The plant, also known as “yermo” — which comes from its scientific name, Yermo xanthocephalus — was discovered in 1990 by botanist Robert Dorn in the Sand Draw area southeast of Riverton. That population was monitored closely for a decade by Central Wyoming College faculty member Richard Scott and his wife, Beverly, along with other volunteers. In 2010, as a result of extensive searches by UW’s Natural Diversity Database and the Bureau of Land Management, a second, smaller population of desert yellowhead was discovered by UW scientists Bonnie Heidel and Joy Handley about five miles away at Cedar Rim.

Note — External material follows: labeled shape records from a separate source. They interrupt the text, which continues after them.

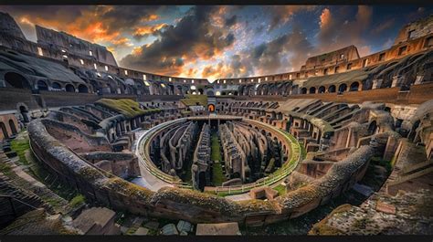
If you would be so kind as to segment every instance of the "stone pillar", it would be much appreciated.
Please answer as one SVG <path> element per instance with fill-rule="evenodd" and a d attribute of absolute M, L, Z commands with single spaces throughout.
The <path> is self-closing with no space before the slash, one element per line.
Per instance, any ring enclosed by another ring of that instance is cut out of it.
<path fill-rule="evenodd" d="M 383 81 L 383 79 L 374 79 L 372 89 L 375 89 L 380 88 L 380 86 L 382 85 L 382 81 Z"/>
<path fill-rule="evenodd" d="M 386 147 L 385 147 L 384 157 L 385 161 L 391 161 L 396 150 L 398 146 L 398 139 L 394 136 L 389 136 L 388 141 L 386 142 Z"/>
<path fill-rule="evenodd" d="M 399 76 L 399 75 L 394 76 L 393 77 L 393 83 L 391 84 L 391 88 L 399 87 L 402 79 L 403 79 L 402 77 Z"/>
<path fill-rule="evenodd" d="M 421 82 L 423 81 L 423 79 L 424 79 L 424 75 L 417 75 L 417 79 L 415 79 L 414 85 L 421 84 Z"/>

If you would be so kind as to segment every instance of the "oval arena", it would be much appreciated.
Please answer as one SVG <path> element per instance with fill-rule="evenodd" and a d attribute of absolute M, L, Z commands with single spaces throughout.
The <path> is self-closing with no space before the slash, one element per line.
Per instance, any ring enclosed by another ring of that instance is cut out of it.
<path fill-rule="evenodd" d="M 99 207 L 112 221 L 247 228 L 306 217 L 321 234 L 344 224 L 341 213 L 395 216 L 393 199 L 430 189 L 432 16 L 368 56 L 348 46 L 298 70 L 213 82 L 120 67 L 105 47 L 39 26 L 35 43 L 0 20 L 7 223 Z"/>

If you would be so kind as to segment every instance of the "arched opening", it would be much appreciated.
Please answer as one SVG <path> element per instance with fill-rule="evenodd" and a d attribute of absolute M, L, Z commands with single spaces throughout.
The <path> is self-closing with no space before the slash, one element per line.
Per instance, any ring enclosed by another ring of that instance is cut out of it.
<path fill-rule="evenodd" d="M 350 85 L 349 91 L 357 91 L 359 89 L 359 82 L 355 81 Z"/>
<path fill-rule="evenodd" d="M 88 92 L 89 92 L 89 89 L 87 88 L 86 85 L 79 84 L 79 92 L 81 92 L 81 93 L 88 93 Z"/>
<path fill-rule="evenodd" d="M 13 120 L 9 120 L 9 127 L 11 128 L 11 132 L 12 132 L 13 134 L 18 133 L 16 132 L 16 128 L 15 127 L 15 123 L 14 123 Z"/>
<path fill-rule="evenodd" d="M 61 89 L 61 86 L 60 84 L 58 84 L 58 82 L 53 82 L 51 87 L 53 88 L 53 89 Z"/>
<path fill-rule="evenodd" d="M 325 91 L 325 87 L 320 86 L 319 87 L 319 93 L 324 93 L 324 91 Z"/>
<path fill-rule="evenodd" d="M 214 91 L 211 90 L 211 89 L 208 89 L 207 92 L 206 92 L 206 95 L 207 96 L 214 96 Z"/>
<path fill-rule="evenodd" d="M 3 121 L 0 121 L 0 128 L 2 128 L 3 137 L 5 137 L 5 139 L 9 139 L 9 134 L 7 133 L 6 126 L 5 125 L 5 123 L 3 123 Z"/>
<path fill-rule="evenodd" d="M 23 76 L 16 72 L 7 72 L 5 74 L 5 80 L 16 89 L 31 89 L 27 79 Z"/>
<path fill-rule="evenodd" d="M 37 89 L 39 90 L 48 90 L 48 85 L 41 79 L 37 81 Z"/>
<path fill-rule="evenodd" d="M 210 112 L 214 112 L 215 111 L 215 105 L 214 104 L 207 105 L 207 110 L 210 111 Z"/>
<path fill-rule="evenodd" d="M 417 129 L 419 127 L 419 123 L 421 122 L 420 120 L 415 121 L 414 125 L 412 125 L 412 129 L 410 130 L 408 139 L 409 141 L 415 142 L 415 137 L 417 136 Z"/>
<path fill-rule="evenodd" d="M 338 87 L 339 93 L 343 93 L 346 90 L 347 90 L 347 85 L 345 83 L 343 83 L 342 85 L 340 85 L 340 87 Z"/>
<path fill-rule="evenodd" d="M 68 92 L 75 92 L 75 88 L 71 84 L 68 84 L 65 86 L 65 89 Z"/>
<path fill-rule="evenodd" d="M 316 88 L 314 88 L 314 87 L 310 88 L 310 94 L 312 94 L 312 93 L 316 93 Z"/>
<path fill-rule="evenodd" d="M 24 122 L 28 122 L 28 110 L 25 106 L 19 106 L 19 112 L 23 115 Z"/>
<path fill-rule="evenodd" d="M 370 133 L 370 135 L 373 135 L 375 133 L 376 130 L 377 130 L 377 124 L 375 121 L 370 122 L 370 124 L 368 125 L 368 133 Z"/>

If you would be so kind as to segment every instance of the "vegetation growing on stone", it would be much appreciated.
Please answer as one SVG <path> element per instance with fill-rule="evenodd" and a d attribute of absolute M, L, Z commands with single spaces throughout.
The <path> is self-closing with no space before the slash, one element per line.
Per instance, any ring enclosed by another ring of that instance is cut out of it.
<path fill-rule="evenodd" d="M 186 106 L 201 105 L 201 106 L 206 107 L 207 106 L 207 96 L 206 95 L 186 94 L 185 99 L 182 99 L 181 101 L 182 101 L 182 103 L 184 103 Z"/>
<path fill-rule="evenodd" d="M 148 109 L 143 110 L 140 108 L 140 104 L 134 100 L 124 99 L 124 100 L 111 100 L 111 99 L 100 99 L 95 102 L 100 106 L 111 109 L 121 114 L 125 115 L 127 118 L 134 118 L 140 115 L 151 114 L 161 111 L 160 109 Z"/>

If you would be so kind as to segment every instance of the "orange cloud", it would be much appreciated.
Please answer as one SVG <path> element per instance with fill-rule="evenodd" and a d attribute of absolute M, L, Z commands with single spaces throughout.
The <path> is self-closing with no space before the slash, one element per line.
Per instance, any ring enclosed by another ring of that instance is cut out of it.
<path fill-rule="evenodd" d="M 329 11 L 328 8 L 325 8 L 323 9 L 323 11 L 322 11 L 322 15 L 321 15 L 321 21 L 320 21 L 320 26 L 321 26 L 321 28 L 325 28 L 327 26 L 329 26 L 330 22 L 331 22 L 331 11 Z"/>
<path fill-rule="evenodd" d="M 167 24 L 162 23 L 158 24 L 155 26 L 139 26 L 135 28 L 135 31 L 133 33 L 134 36 L 145 36 L 145 35 L 151 35 L 153 34 L 154 32 L 160 30 L 161 28 L 167 26 Z"/>

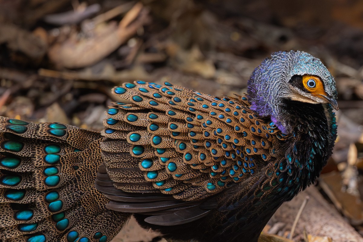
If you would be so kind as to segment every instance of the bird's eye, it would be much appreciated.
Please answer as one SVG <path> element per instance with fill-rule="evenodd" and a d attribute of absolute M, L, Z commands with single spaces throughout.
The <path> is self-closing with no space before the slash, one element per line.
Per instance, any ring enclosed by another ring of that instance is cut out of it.
<path fill-rule="evenodd" d="M 307 86 L 309 87 L 310 88 L 314 88 L 316 86 L 317 83 L 316 82 L 315 82 L 315 80 L 311 78 L 307 80 L 307 82 L 306 82 L 306 85 L 307 85 Z"/>

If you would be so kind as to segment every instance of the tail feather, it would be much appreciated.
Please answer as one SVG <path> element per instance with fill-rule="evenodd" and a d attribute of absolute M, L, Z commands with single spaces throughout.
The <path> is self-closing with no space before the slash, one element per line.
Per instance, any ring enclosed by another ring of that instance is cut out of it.
<path fill-rule="evenodd" d="M 105 242 L 129 215 L 94 187 L 98 132 L 0 117 L 0 241 Z"/>

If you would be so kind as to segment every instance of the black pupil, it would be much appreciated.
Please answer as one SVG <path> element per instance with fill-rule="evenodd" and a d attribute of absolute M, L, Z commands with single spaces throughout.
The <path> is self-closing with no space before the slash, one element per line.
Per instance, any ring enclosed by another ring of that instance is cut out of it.
<path fill-rule="evenodd" d="M 307 85 L 310 87 L 314 87 L 315 86 L 315 81 L 312 79 L 310 79 L 307 81 Z"/>

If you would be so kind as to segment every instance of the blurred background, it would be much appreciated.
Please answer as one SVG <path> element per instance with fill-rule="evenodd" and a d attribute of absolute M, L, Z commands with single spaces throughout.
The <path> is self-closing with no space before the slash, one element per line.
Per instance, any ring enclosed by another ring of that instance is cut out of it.
<path fill-rule="evenodd" d="M 114 86 L 243 95 L 262 60 L 290 49 L 335 77 L 338 137 L 317 186 L 282 206 L 265 241 L 363 241 L 363 1 L 0 0 L 0 115 L 99 131 Z M 113 242 L 161 239 L 131 220 Z"/>

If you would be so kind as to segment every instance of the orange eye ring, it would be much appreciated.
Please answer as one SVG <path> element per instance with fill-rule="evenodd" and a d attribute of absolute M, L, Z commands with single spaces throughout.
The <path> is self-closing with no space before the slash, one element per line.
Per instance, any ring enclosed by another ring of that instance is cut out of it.
<path fill-rule="evenodd" d="M 304 87 L 312 94 L 326 94 L 323 82 L 317 77 L 304 75 L 302 76 L 302 84 Z"/>

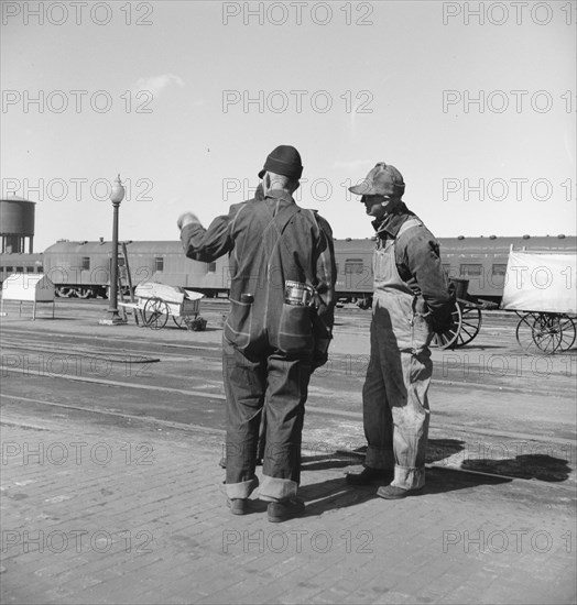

The desert yellowhead has attracted attention because of its unusual geographic distribution, uniqueness and extreme rarity. It’s not known if the desert yellowhead has always had such a limited range or if it once was distributed more broadly.
Dibner and the other researchers used detailed population data collected by the Scotts, along with five years of data from their own study, to assess the factors that allow the desert yellowhead to survive in such small numbers. They concluded that several mechanisms are in place to keep the plant from disappearing.
The research found that despite the low density of the desert yellowhead — there are fewer than 15,000 individual plants scattered across the 55 acres — these populations survive partly because of a principle called negative density dependence. This means that the populations tend to grow fastest when at low numbers, allowing them to bounce back from low numbers.
“In particular, negative density dependence is an important mechanism allowing subpopulations to recover from unfavorable environmental conditions,” the researchers wrote.
Additionally, diversity in the plant’s responses to precipitation, soils and other environmental factors has served as a stabilizing mechanism for the desert yellowhead. For example, some of the plants growing below steep slopes respond relatively poorly during wet years, while dry years are harder on plants located in flatter areas. That makes the desert yellowhead more likely to persist in a variable climate, the scientists say.
The researchers used computer simulations to attempt to predict the future population of the desert yellowhead. Simulations based on historical numbers estimated a substantially greater chance of long-term survival than simulations based on the more recent five-year study, but the scientists say that’s likely because of drier-than-average climate conditions during the more recent study.
“We found that longer-term census data gave more realistic, higher estimates of population stability than did our shorter-term demographic study,” they wrote.
“What remains unclear is whether or not central Wyoming will face wetter or drier conditions with climate change, or how increasing temperatures will mediate effects of moisture for yermo,” they added. “Thus, as with most other species, we still lack the ability to predict confidently the dynamics with changing abiotic (nonbiological) conditions.”